Мы у себя в армии не любили стукачей. Не приживались они. Было удивительно, что в зонах их не один человек на роту, а целых пять на отряд! Это было через край много.
- И вы что же? Знаете этих стукачей? - изумился я избирательному гуманизму зыков, готовых резать пиковых, но терпящих стукачей возле себя.
- Всех до одного, - согласно кивнул Сирота.
- Тогда почему вы их не убьете?
Толян с Сиротой оба нехорошо посмотрели на меня.
- Ты откуда такой горячий? - спросил Сирота.
- С армии, - мне не хотелось хвастать Афганом.
- Давно пришел?
- Неделю как.
- Тогда понятно.
Кажется, я не восхитил Сироту и Толяна тем, что два года не в зоне сидел, пиковых резал, как все нормальные люди, а провел в армии, как придурок, не сумевший отмазаться или сесть в тюрьму. Разговор угас и все постепенно уснули.
Ночью меня знобило. Я бредил и лязгал зубами. Сирота снова уступил мне свой матрас, чтобы я мог укрыться, и лег валетом на матрас к Толяну. Утром повторился вчерашний ритуал. В шесть часов отщелкнулась кормушка и контролер налил четыре кружки горячего чая и отсыпал четыре спичечных коробка сахара, которые сокамерники отжалели мне для хоть какого-то поддержания сил.

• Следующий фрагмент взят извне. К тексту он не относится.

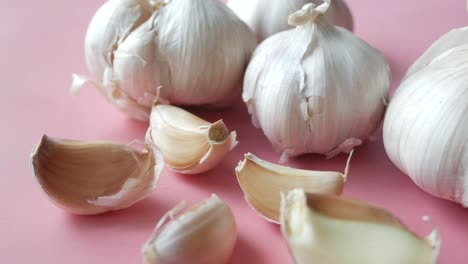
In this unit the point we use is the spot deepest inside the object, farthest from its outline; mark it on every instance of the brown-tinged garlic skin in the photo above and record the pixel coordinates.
(92, 177)
(204, 234)
(328, 229)
(265, 24)
(263, 182)
(189, 144)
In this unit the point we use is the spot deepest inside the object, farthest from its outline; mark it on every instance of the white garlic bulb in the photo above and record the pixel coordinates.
(317, 88)
(267, 17)
(425, 128)
(197, 50)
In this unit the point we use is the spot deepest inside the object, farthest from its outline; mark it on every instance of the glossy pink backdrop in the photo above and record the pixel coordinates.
(42, 45)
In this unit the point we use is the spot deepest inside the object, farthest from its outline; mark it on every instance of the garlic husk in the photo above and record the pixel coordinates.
(454, 38)
(265, 24)
(317, 88)
(111, 24)
(328, 230)
(263, 182)
(425, 128)
(204, 234)
(188, 143)
(92, 177)
(196, 49)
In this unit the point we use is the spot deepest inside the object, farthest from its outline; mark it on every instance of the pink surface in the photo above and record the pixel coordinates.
(42, 45)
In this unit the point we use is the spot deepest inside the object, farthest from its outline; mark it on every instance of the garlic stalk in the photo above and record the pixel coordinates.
(329, 230)
(188, 143)
(317, 88)
(85, 177)
(425, 128)
(263, 182)
(204, 234)
(196, 49)
(265, 24)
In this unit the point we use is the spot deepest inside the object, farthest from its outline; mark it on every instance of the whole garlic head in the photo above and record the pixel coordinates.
(425, 128)
(317, 88)
(196, 49)
(265, 24)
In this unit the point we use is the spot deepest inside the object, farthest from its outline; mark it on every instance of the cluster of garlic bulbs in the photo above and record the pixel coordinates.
(197, 50)
(316, 88)
(425, 128)
(265, 24)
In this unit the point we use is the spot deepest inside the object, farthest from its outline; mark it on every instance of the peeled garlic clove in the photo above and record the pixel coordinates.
(452, 39)
(328, 230)
(317, 88)
(265, 24)
(425, 128)
(263, 182)
(204, 234)
(85, 177)
(111, 24)
(188, 143)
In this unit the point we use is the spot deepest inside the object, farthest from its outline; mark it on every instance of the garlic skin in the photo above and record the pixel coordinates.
(86, 177)
(265, 24)
(425, 128)
(328, 229)
(189, 144)
(263, 182)
(204, 234)
(317, 88)
(197, 50)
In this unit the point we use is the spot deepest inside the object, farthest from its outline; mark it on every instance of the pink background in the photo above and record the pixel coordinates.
(42, 45)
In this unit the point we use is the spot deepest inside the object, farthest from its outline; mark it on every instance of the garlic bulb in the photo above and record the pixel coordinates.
(425, 128)
(328, 229)
(205, 234)
(266, 23)
(87, 178)
(188, 143)
(196, 49)
(317, 88)
(263, 182)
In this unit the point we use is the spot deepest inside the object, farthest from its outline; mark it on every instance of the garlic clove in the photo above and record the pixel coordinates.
(262, 183)
(204, 234)
(86, 177)
(111, 24)
(452, 39)
(328, 229)
(188, 143)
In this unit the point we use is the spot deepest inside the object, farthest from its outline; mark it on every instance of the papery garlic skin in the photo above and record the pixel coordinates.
(188, 143)
(425, 128)
(92, 177)
(317, 88)
(111, 24)
(205, 234)
(330, 230)
(197, 50)
(265, 24)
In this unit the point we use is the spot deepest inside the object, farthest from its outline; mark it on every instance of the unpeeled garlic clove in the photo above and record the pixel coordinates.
(263, 182)
(86, 177)
(328, 230)
(204, 234)
(188, 143)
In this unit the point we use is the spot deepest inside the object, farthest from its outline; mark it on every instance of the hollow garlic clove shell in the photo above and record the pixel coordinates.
(328, 230)
(265, 24)
(188, 143)
(317, 88)
(263, 182)
(85, 177)
(111, 24)
(426, 124)
(204, 234)
(454, 38)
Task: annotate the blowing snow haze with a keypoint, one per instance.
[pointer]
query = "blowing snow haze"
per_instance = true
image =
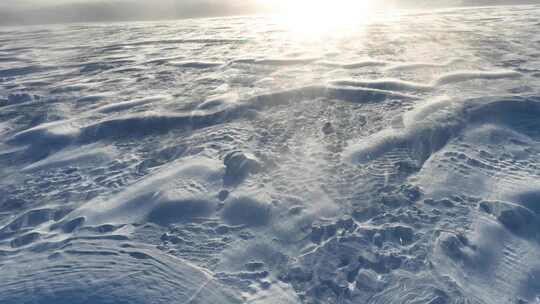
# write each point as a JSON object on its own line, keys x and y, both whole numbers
{"x": 61, "y": 11}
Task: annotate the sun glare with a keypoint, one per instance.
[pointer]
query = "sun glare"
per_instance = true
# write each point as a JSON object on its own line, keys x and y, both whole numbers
{"x": 321, "y": 16}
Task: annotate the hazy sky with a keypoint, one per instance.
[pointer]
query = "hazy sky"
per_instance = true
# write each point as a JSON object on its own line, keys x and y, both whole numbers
{"x": 48, "y": 11}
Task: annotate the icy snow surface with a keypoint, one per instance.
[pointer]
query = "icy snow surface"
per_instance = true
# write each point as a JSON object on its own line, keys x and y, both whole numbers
{"x": 235, "y": 160}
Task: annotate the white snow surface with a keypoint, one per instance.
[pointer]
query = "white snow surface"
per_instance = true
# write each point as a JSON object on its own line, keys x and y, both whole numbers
{"x": 234, "y": 160}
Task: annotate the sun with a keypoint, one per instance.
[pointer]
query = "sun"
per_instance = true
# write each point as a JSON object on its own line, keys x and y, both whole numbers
{"x": 321, "y": 16}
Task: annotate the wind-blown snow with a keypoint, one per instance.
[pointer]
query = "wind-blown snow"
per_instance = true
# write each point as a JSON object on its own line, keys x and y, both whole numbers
{"x": 232, "y": 160}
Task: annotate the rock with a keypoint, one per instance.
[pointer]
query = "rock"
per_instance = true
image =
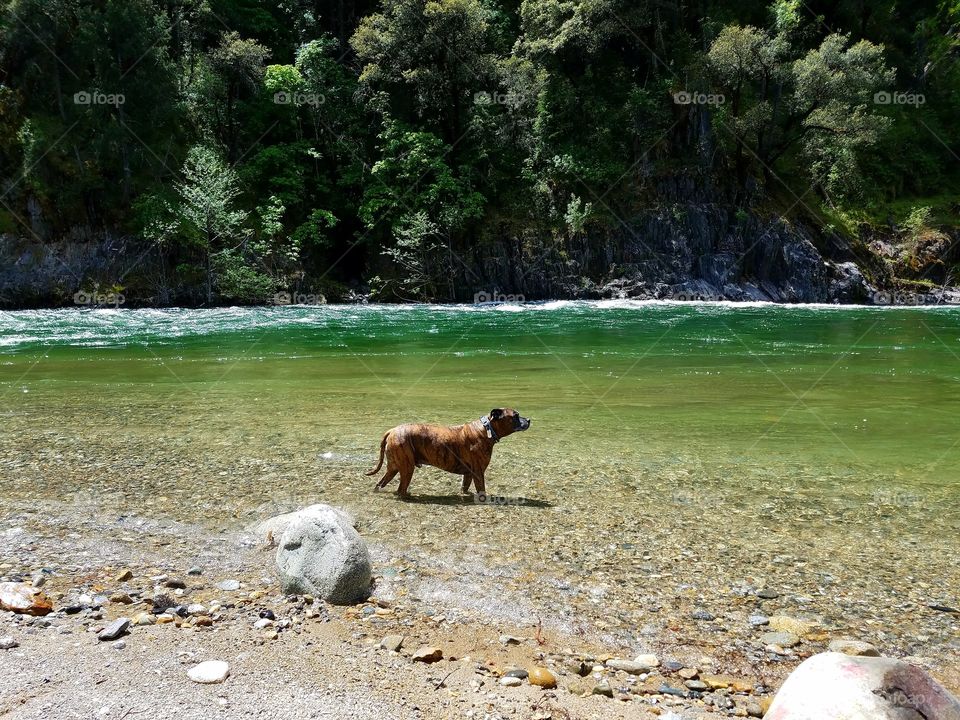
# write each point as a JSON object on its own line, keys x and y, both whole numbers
{"x": 602, "y": 688}
{"x": 783, "y": 623}
{"x": 630, "y": 666}
{"x": 648, "y": 660}
{"x": 114, "y": 630}
{"x": 24, "y": 599}
{"x": 270, "y": 530}
{"x": 321, "y": 554}
{"x": 784, "y": 639}
{"x": 541, "y": 677}
{"x": 209, "y": 672}
{"x": 427, "y": 654}
{"x": 853, "y": 647}
{"x": 392, "y": 642}
{"x": 843, "y": 687}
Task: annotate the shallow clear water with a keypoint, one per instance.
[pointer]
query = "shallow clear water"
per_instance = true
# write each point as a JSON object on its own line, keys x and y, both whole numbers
{"x": 678, "y": 451}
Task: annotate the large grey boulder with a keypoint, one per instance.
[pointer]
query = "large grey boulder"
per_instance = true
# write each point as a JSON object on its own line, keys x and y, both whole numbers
{"x": 834, "y": 686}
{"x": 321, "y": 554}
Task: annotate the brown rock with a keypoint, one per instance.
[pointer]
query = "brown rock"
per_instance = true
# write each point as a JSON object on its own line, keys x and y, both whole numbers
{"x": 541, "y": 677}
{"x": 23, "y": 598}
{"x": 427, "y": 654}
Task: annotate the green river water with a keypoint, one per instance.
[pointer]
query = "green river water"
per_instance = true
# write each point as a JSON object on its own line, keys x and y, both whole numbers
{"x": 680, "y": 454}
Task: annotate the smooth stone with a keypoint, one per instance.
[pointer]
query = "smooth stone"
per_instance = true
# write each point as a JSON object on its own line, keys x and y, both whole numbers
{"x": 209, "y": 672}
{"x": 648, "y": 660}
{"x": 24, "y": 599}
{"x": 853, "y": 647}
{"x": 427, "y": 654}
{"x": 628, "y": 666}
{"x": 783, "y": 639}
{"x": 392, "y": 643}
{"x": 834, "y": 685}
{"x": 541, "y": 677}
{"x": 321, "y": 554}
{"x": 114, "y": 630}
{"x": 602, "y": 688}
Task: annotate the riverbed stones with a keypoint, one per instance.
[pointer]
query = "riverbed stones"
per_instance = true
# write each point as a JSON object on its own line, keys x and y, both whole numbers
{"x": 114, "y": 630}
{"x": 795, "y": 626}
{"x": 781, "y": 639}
{"x": 24, "y": 599}
{"x": 427, "y": 654}
{"x": 853, "y": 647}
{"x": 392, "y": 643}
{"x": 834, "y": 685}
{"x": 209, "y": 672}
{"x": 321, "y": 554}
{"x": 541, "y": 677}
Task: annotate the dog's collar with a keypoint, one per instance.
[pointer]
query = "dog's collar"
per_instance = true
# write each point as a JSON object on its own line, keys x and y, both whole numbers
{"x": 491, "y": 433}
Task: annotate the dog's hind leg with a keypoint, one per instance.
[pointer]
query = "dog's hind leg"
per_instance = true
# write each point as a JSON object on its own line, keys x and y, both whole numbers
{"x": 389, "y": 475}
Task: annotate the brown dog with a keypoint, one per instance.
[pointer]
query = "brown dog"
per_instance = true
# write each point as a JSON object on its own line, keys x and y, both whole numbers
{"x": 461, "y": 449}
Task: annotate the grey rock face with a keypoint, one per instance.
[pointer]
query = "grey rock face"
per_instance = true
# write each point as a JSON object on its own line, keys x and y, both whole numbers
{"x": 321, "y": 554}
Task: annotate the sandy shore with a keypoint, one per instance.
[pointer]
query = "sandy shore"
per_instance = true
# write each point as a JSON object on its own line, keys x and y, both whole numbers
{"x": 316, "y": 661}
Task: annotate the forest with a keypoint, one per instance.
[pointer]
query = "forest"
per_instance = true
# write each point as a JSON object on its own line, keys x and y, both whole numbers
{"x": 390, "y": 150}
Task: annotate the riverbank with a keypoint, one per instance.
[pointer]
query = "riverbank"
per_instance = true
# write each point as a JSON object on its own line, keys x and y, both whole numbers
{"x": 290, "y": 657}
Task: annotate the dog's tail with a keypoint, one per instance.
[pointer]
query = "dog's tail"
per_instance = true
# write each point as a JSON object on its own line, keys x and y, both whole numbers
{"x": 383, "y": 445}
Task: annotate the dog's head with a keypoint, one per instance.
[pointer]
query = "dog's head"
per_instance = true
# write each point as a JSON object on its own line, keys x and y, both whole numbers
{"x": 507, "y": 420}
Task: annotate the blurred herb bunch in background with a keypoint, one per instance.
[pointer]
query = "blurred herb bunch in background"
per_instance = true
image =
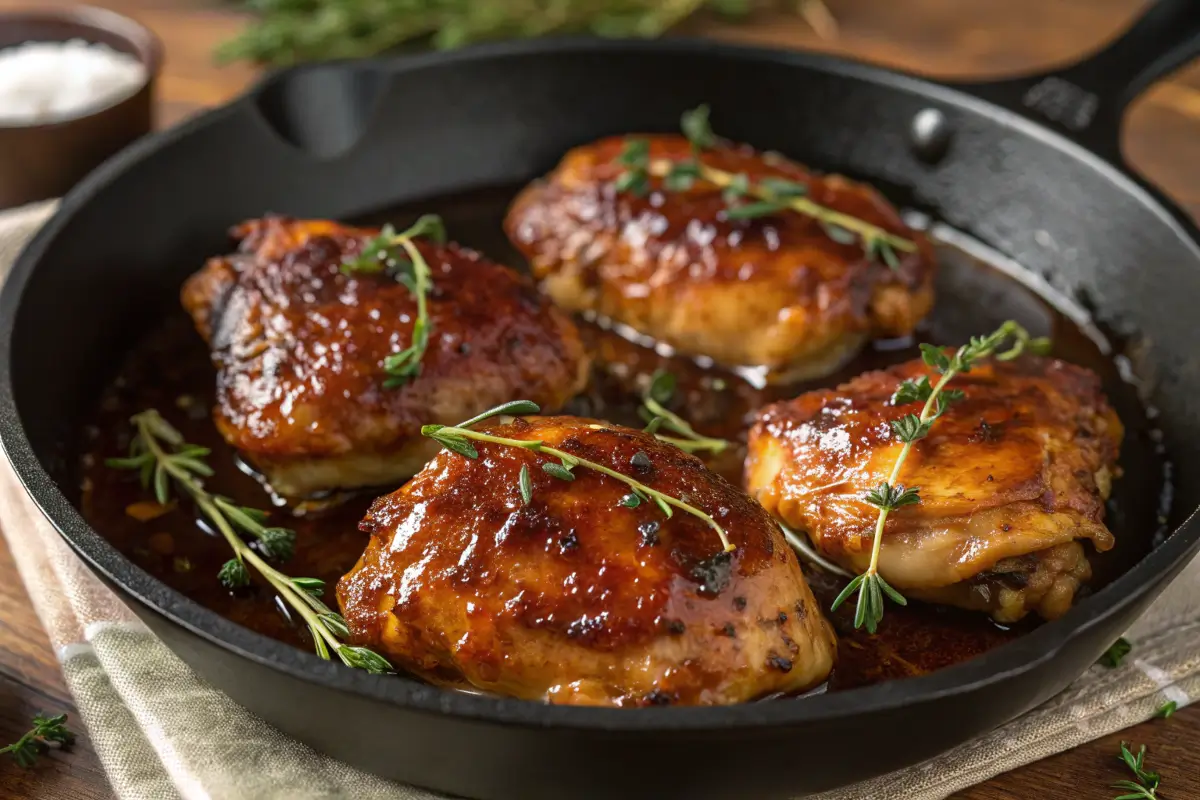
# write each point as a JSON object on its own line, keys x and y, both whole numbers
{"x": 289, "y": 31}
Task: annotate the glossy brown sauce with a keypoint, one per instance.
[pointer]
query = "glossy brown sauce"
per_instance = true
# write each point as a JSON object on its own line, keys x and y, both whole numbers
{"x": 171, "y": 371}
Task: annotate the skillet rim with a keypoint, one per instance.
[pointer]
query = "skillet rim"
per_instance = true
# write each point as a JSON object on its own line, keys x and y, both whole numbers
{"x": 1007, "y": 661}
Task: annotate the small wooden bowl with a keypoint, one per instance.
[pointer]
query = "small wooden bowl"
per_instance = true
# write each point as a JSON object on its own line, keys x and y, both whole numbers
{"x": 45, "y": 160}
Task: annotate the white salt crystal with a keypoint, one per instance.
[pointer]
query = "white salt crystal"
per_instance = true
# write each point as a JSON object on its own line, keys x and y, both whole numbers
{"x": 43, "y": 82}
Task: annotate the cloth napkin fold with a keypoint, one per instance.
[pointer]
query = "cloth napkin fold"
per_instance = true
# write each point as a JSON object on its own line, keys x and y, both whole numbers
{"x": 162, "y": 733}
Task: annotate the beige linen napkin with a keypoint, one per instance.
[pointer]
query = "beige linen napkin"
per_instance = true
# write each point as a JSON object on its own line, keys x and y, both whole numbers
{"x": 162, "y": 733}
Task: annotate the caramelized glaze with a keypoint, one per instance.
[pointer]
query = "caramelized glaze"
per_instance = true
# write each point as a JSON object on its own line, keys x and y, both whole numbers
{"x": 1012, "y": 479}
{"x": 169, "y": 370}
{"x": 574, "y": 596}
{"x": 299, "y": 348}
{"x": 777, "y": 292}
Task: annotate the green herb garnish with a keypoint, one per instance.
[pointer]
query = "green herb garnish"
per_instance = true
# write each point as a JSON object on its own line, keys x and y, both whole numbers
{"x": 1116, "y": 653}
{"x": 768, "y": 197}
{"x": 409, "y": 268}
{"x": 46, "y": 733}
{"x": 658, "y": 417}
{"x": 162, "y": 457}
{"x": 291, "y": 31}
{"x": 459, "y": 439}
{"x": 1145, "y": 787}
{"x": 911, "y": 428}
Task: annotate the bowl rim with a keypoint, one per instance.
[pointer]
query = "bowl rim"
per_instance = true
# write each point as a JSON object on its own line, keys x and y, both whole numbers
{"x": 147, "y": 47}
{"x": 1008, "y": 661}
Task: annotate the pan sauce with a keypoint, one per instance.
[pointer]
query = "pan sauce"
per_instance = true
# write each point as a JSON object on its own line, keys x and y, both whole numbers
{"x": 169, "y": 370}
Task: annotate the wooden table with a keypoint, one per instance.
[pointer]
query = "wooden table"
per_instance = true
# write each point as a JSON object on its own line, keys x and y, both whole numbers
{"x": 939, "y": 37}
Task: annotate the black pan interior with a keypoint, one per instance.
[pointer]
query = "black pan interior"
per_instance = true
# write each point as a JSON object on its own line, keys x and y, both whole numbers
{"x": 340, "y": 140}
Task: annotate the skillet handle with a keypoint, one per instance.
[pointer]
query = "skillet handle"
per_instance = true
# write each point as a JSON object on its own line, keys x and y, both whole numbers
{"x": 1086, "y": 100}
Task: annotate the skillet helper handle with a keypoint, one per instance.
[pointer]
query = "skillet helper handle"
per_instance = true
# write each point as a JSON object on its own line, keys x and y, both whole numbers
{"x": 1086, "y": 100}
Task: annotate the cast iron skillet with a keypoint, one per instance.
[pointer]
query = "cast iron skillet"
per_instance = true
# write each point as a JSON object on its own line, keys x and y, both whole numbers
{"x": 1030, "y": 166}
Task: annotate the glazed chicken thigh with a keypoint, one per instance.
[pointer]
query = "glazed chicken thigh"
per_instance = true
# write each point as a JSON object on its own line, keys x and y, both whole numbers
{"x": 778, "y": 293}
{"x": 575, "y": 596}
{"x": 299, "y": 346}
{"x": 1012, "y": 481}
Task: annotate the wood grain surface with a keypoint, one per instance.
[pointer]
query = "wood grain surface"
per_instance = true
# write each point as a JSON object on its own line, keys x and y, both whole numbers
{"x": 935, "y": 37}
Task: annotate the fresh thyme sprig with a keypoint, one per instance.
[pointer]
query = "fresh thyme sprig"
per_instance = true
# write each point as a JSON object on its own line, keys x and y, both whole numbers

- На тюрьму тебе надо, - оценил мое состояние Сирота.
Я не хотел на тюрьму. Я боялся тюрьмы.
Два года назад я представлял себе войну как то место, где самым главным делом было бежать под ураганным огнем противника с развернутым красным знаменем на высоту, чтобы выбить оттуда душманов и воткнуть знамя на высоте посреди разрушенных, еще дымящихся укреплений. Истекшие два года показали, что мои представления о войне, почерпнутые из книг и фильмов, оказались очень и очень далеки от настоящей войны. Знамя полка в развернутом виде за два годы службы я видел, может, три раза, по большим праздникам, а все остальное время оно мирно стояло зачехленным в стеклянной пирамиде сразу при входе в штаб под охраной часового и присмотром дежурного по полку. Знамя не было ни пробито пулями, ни посечено осколками, ни обгорелым по краям, а было чисто-алым, с желтым серпом и молотом посредине и буквами: "За нашу советскую Родину". Номер полка был зашит куском серой мешковины, чтобы мы не узнали этой страшной тайны - в каком полку служим - и не разболтали её друг другу. Больше разбалтывать было некому: шпионы нас не посещали, а ближайший населенный пункт душманов находился в нескольких километрах.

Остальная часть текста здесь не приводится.